Anna Juja napisał(a):
... USC Śmigiel nie ma list - pytałam...
Aniu,
w żadnym USC nie ma list strat.
USC otrzymywało tak jak rodzina zawiadomienie "urzędowe", i na jego podstawie spisywali akt zgonu.
Listy to zupełnie odrębna sprawa, były specjalnie drukowane i wywieszane w różnych uczęszczanych miejscach, gdzie ludzie po prostu sprawdzali, czy członkowie ich rodzin nie są przypadkiem tam wymienieni. Widziałam gdzieś w sieci zdjęcie przedstawiające taki właśnie obrazek. Były tez publikowane w prasie. Czy do czegoś jeszcze służyły lub kto je wydawał - tego nie wiem, więc się nie mądrzę.
A co do błędnego zapisu imienia ? - nie spotkałam się z taką sytuacją, więc się nie wypowiem, choć bardzo w taki przypadek wątpię.
Jakie masz szanse?
Rozpoczęłabym od osobistej wizyty w USC Śmigiel w poszukiwaniu aktu zgonu - nie żadnych list.
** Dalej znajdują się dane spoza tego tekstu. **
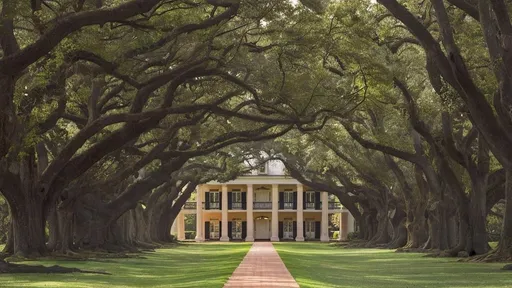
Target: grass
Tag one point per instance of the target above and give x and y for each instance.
(323, 265)
(186, 265)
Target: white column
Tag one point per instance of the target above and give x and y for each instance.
(224, 227)
(275, 211)
(174, 227)
(300, 213)
(350, 223)
(250, 216)
(181, 226)
(340, 233)
(324, 236)
(199, 214)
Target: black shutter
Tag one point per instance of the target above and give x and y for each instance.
(244, 200)
(207, 201)
(317, 200)
(207, 230)
(244, 230)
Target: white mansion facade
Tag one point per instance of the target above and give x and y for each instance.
(265, 205)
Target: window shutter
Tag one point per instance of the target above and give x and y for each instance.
(207, 230)
(244, 201)
(317, 200)
(207, 200)
(244, 230)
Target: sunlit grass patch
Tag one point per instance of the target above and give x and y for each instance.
(186, 265)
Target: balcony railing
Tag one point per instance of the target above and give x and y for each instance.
(310, 206)
(334, 205)
(190, 205)
(262, 205)
(288, 205)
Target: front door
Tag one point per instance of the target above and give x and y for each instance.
(214, 229)
(310, 229)
(236, 230)
(262, 229)
(288, 229)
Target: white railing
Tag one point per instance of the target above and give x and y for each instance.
(262, 205)
(288, 205)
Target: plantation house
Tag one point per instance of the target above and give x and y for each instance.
(264, 205)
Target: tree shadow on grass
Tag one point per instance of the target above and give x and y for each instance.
(317, 265)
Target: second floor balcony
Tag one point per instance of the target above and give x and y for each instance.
(309, 206)
(237, 206)
(190, 205)
(262, 205)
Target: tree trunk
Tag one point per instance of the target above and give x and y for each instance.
(505, 246)
(9, 245)
(28, 226)
(477, 219)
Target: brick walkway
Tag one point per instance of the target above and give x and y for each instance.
(261, 267)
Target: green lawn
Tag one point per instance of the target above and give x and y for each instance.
(187, 265)
(323, 265)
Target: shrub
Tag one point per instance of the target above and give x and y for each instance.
(352, 235)
(190, 234)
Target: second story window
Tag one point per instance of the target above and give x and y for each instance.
(288, 200)
(236, 196)
(262, 169)
(310, 200)
(288, 197)
(214, 200)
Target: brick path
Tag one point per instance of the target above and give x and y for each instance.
(262, 267)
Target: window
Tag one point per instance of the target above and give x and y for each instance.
(214, 197)
(236, 199)
(236, 196)
(214, 229)
(214, 200)
(310, 229)
(236, 230)
(288, 200)
(310, 200)
(262, 169)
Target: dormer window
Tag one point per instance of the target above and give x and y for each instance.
(262, 169)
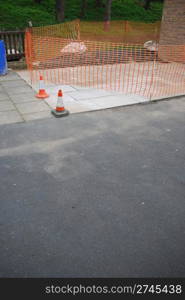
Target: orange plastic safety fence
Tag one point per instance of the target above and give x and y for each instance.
(64, 55)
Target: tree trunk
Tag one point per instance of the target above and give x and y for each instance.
(147, 4)
(98, 3)
(83, 8)
(107, 15)
(60, 7)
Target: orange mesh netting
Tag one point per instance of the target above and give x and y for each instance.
(108, 56)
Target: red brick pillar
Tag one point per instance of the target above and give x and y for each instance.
(172, 36)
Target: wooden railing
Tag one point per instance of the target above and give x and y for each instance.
(14, 43)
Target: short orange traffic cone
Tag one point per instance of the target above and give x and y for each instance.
(42, 93)
(60, 111)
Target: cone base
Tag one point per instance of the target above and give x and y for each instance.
(40, 96)
(60, 114)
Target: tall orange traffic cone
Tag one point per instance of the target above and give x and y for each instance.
(42, 93)
(60, 110)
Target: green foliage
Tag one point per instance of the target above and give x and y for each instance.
(16, 14)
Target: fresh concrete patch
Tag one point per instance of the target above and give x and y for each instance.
(22, 89)
(25, 97)
(88, 94)
(37, 115)
(14, 83)
(79, 99)
(6, 105)
(10, 117)
(10, 76)
(3, 96)
(31, 107)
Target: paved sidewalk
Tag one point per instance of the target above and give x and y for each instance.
(17, 101)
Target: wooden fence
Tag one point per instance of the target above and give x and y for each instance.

Nie jedź w takiej sprawie nigdy w poniedziałek, po kilku wolnych dniach USC ma zawsze dużo pracy (urodzenia, zgony) i niechętnie patrzą na takich interesantów.
Jeśli nie wyruszysz w teren, to szanse masz nikłe. Pamiętaj, urzędnik może pomóc, nie wychodź z założenia że musi, a zobaczysz, że wiele się dowiesz.
Sprawdź również do jakiej wsi sołeckiej należało około 1914 r. Żegrówko, może są w archiwach spisy mieszkańców lub inne księgi np. meldunkowe tego sołectwa?
To też dobre źródło informacji, czasem sołtysi odnotowywali "wojenne zgony".
Napisz co i gdzie załatwiłaś.
Ja tym tropem odszukałam po stu latach miejsce, gdzie spoczywa mój Dziadek, choć są to lata poszukiwań.
Służył tak jak Twój, w Landwehr Infanterie Regiment Nr 46, poległ później - 14 sierpnia 1915 r. na Podlasiu, w pobliżu Łosic.